Okay, let's be honest. My last few stories for this pair have been very 'eh'. But, now that I've watched the entire series, thought more about Alex's character, and did some reflection, I managed to put together this piece that I'm relatively proud of.
You look out at the black, BMW parked outside the shithole that masquerades as your apartment and take another sip of ten dollar wine.
Stay cool you tell yourself. He's only trying to scare you.
But although you once built a multi-million dollar career on false pretenses, you were never very good at lying to yourself.
To anyone else, the black BMW parked feet away from your apartment is slightly odd, considering its luxurious contrast to your rundown apartment building. To you, however, it's a warning and constant reminder that Kubra never took kindly to traitors.
Fuck.
You knew from the moment you signed those papers that accepting that plea bargain was a mistake. You knew, even if you hadn't been lying when you told yourself that you did it out of sheer desire to protect her – and weren't at all motivated desire to be released – that following the law was somehow going to end up fucking you in the end.

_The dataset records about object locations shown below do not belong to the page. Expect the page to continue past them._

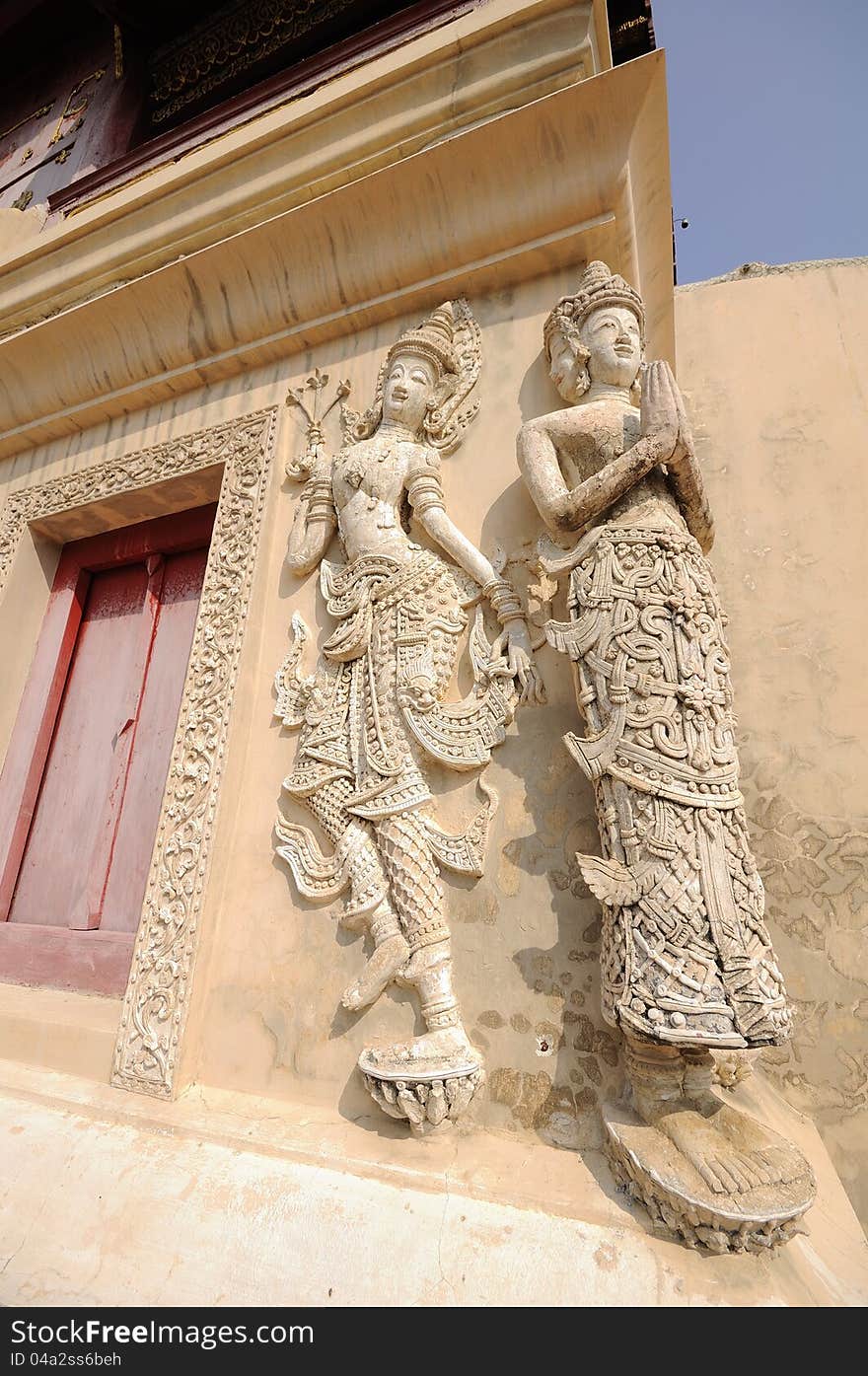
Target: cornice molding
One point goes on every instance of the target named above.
(578, 174)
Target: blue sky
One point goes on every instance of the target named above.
(767, 109)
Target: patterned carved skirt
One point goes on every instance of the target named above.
(398, 627)
(687, 957)
(370, 717)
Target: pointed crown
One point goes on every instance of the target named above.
(432, 340)
(597, 286)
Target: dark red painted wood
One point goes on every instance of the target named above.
(102, 695)
(25, 760)
(88, 915)
(292, 84)
(94, 962)
(129, 867)
(79, 808)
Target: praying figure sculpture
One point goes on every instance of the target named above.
(375, 711)
(687, 960)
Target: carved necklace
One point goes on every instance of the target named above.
(375, 493)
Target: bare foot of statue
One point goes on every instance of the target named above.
(443, 1048)
(380, 971)
(701, 1167)
(725, 1166)
(731, 1150)
(766, 1159)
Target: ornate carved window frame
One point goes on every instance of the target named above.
(157, 996)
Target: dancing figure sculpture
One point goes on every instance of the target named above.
(375, 711)
(687, 961)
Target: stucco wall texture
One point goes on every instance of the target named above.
(772, 362)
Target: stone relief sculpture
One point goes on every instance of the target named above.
(687, 961)
(375, 710)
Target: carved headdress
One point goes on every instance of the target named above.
(450, 338)
(597, 286)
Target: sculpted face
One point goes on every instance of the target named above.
(614, 340)
(565, 368)
(410, 387)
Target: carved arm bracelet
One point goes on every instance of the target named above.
(321, 504)
(425, 491)
(504, 600)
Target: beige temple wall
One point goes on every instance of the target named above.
(265, 996)
(772, 362)
(265, 1016)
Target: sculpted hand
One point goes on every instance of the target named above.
(520, 665)
(418, 693)
(686, 438)
(659, 409)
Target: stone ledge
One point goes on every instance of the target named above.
(223, 1200)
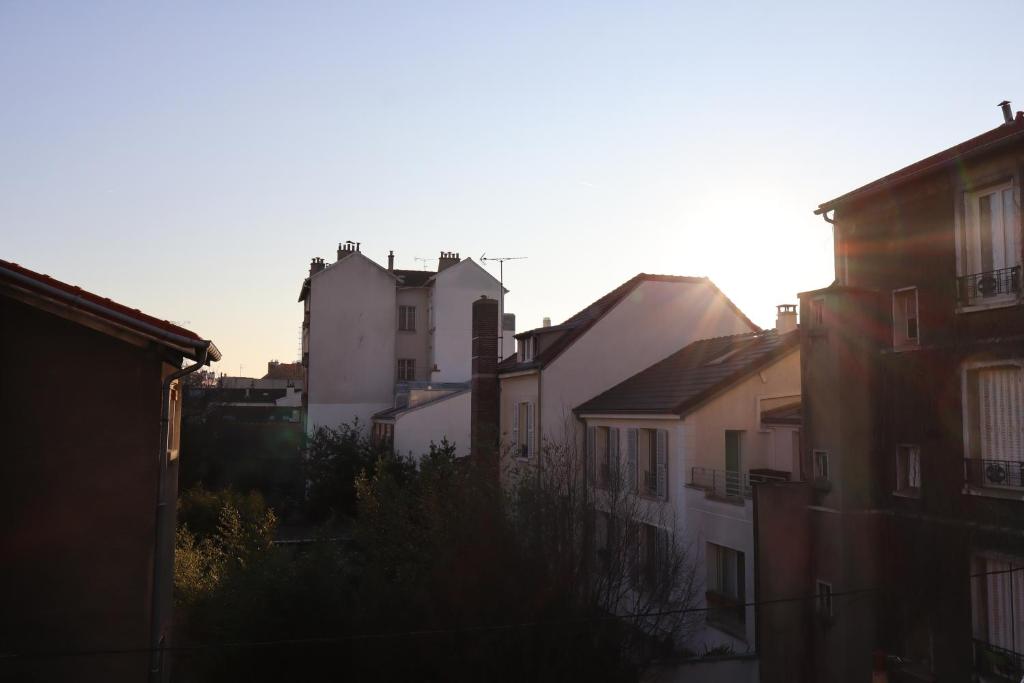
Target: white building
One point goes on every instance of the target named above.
(691, 435)
(380, 341)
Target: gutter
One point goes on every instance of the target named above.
(201, 347)
(161, 556)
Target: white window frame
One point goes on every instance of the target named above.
(967, 207)
(816, 471)
(906, 483)
(901, 338)
(972, 451)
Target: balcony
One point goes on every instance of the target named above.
(988, 287)
(994, 473)
(996, 664)
(729, 484)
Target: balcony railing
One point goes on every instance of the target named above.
(727, 483)
(987, 473)
(982, 287)
(997, 662)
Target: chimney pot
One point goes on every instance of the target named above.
(1008, 115)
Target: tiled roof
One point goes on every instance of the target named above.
(576, 326)
(413, 278)
(691, 375)
(992, 138)
(39, 282)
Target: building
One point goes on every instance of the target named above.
(692, 434)
(91, 407)
(911, 532)
(558, 368)
(392, 348)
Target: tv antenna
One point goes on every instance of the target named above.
(501, 299)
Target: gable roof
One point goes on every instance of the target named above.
(693, 374)
(42, 286)
(578, 325)
(989, 140)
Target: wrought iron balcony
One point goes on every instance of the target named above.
(993, 660)
(726, 483)
(982, 287)
(1001, 473)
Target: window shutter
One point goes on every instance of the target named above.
(613, 468)
(632, 438)
(591, 454)
(999, 399)
(530, 449)
(515, 428)
(663, 463)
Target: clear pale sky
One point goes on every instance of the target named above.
(188, 159)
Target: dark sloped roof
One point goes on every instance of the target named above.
(576, 326)
(112, 310)
(413, 278)
(693, 374)
(992, 138)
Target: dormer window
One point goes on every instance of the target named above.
(989, 263)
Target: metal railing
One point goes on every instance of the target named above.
(995, 660)
(981, 286)
(728, 483)
(1001, 473)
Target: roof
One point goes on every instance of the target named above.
(986, 141)
(414, 278)
(576, 326)
(112, 311)
(791, 414)
(690, 376)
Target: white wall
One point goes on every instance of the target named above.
(432, 422)
(456, 288)
(656, 319)
(351, 342)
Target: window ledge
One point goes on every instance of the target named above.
(1007, 494)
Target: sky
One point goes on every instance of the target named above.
(188, 159)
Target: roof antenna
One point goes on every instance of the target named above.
(501, 298)
(1008, 115)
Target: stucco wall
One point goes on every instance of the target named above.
(456, 288)
(656, 319)
(448, 418)
(351, 337)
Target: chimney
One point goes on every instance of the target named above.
(347, 248)
(785, 318)
(448, 259)
(1008, 115)
(483, 415)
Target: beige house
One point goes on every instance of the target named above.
(559, 367)
(691, 435)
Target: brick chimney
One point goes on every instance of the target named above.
(346, 248)
(448, 259)
(785, 317)
(483, 414)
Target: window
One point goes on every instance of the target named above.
(522, 429)
(908, 470)
(905, 331)
(997, 611)
(993, 402)
(726, 589)
(988, 266)
(824, 594)
(651, 455)
(407, 370)
(407, 318)
(820, 462)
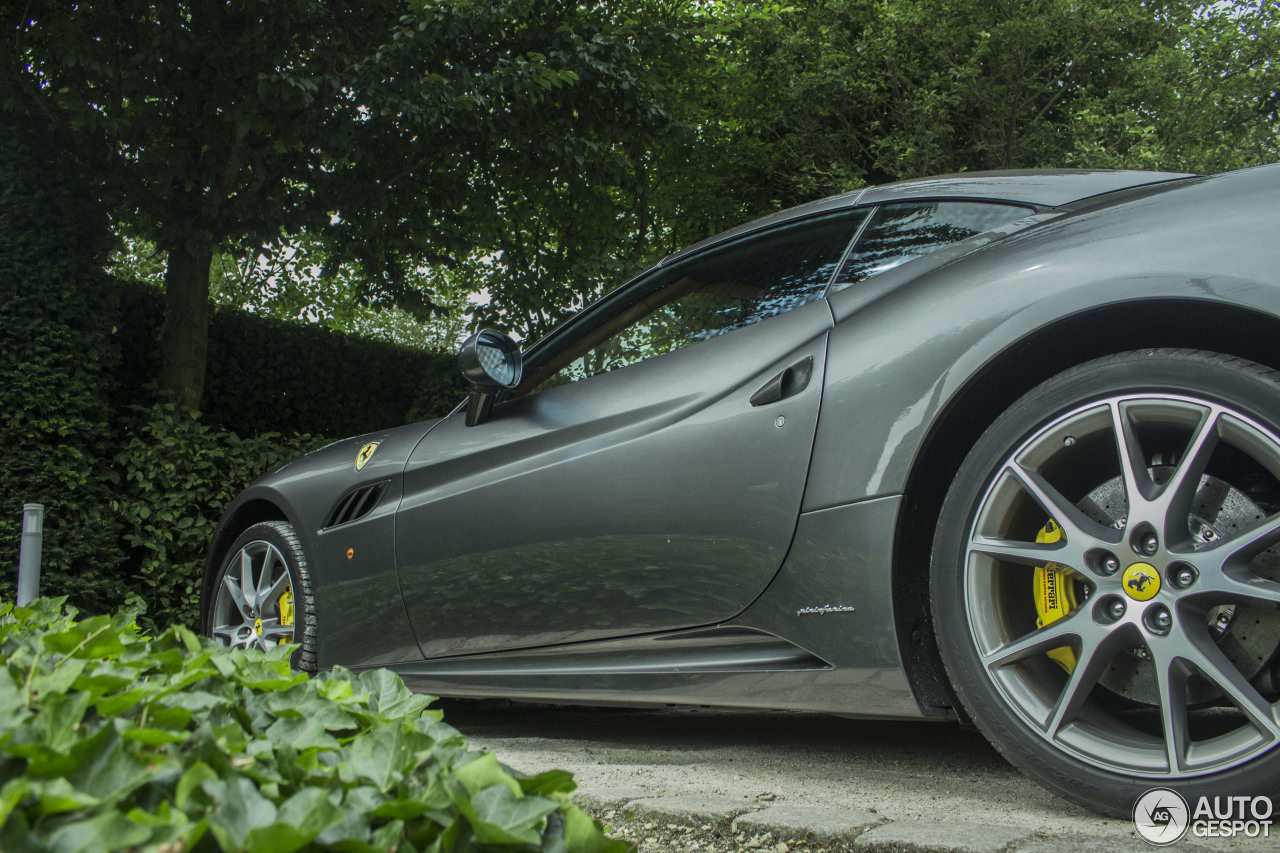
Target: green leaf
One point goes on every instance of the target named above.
(238, 810)
(104, 831)
(378, 757)
(388, 694)
(583, 834)
(191, 781)
(484, 771)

And you were right. You hear news of the mistrial, of the dumb fuck who mishandled the evidence, and you realize it was all for nothing. And now, as you glance at the drawer that contains the small handgun you sleep with out of the fear that's constantly lurking in the back of your mind, you adjust your glasses and sigh.
I'm the master of handling things completely wrong. Not only did I fuck myself. I completely screwed Pip—
You force your mind to stop. You can't go there. Not again. But God, do you miss her. In spite of the thin, artificial resolve you had to stop thinking about Piper, you find yourself reminiscing about the first time you realized that you'd fallen in love with the blonde.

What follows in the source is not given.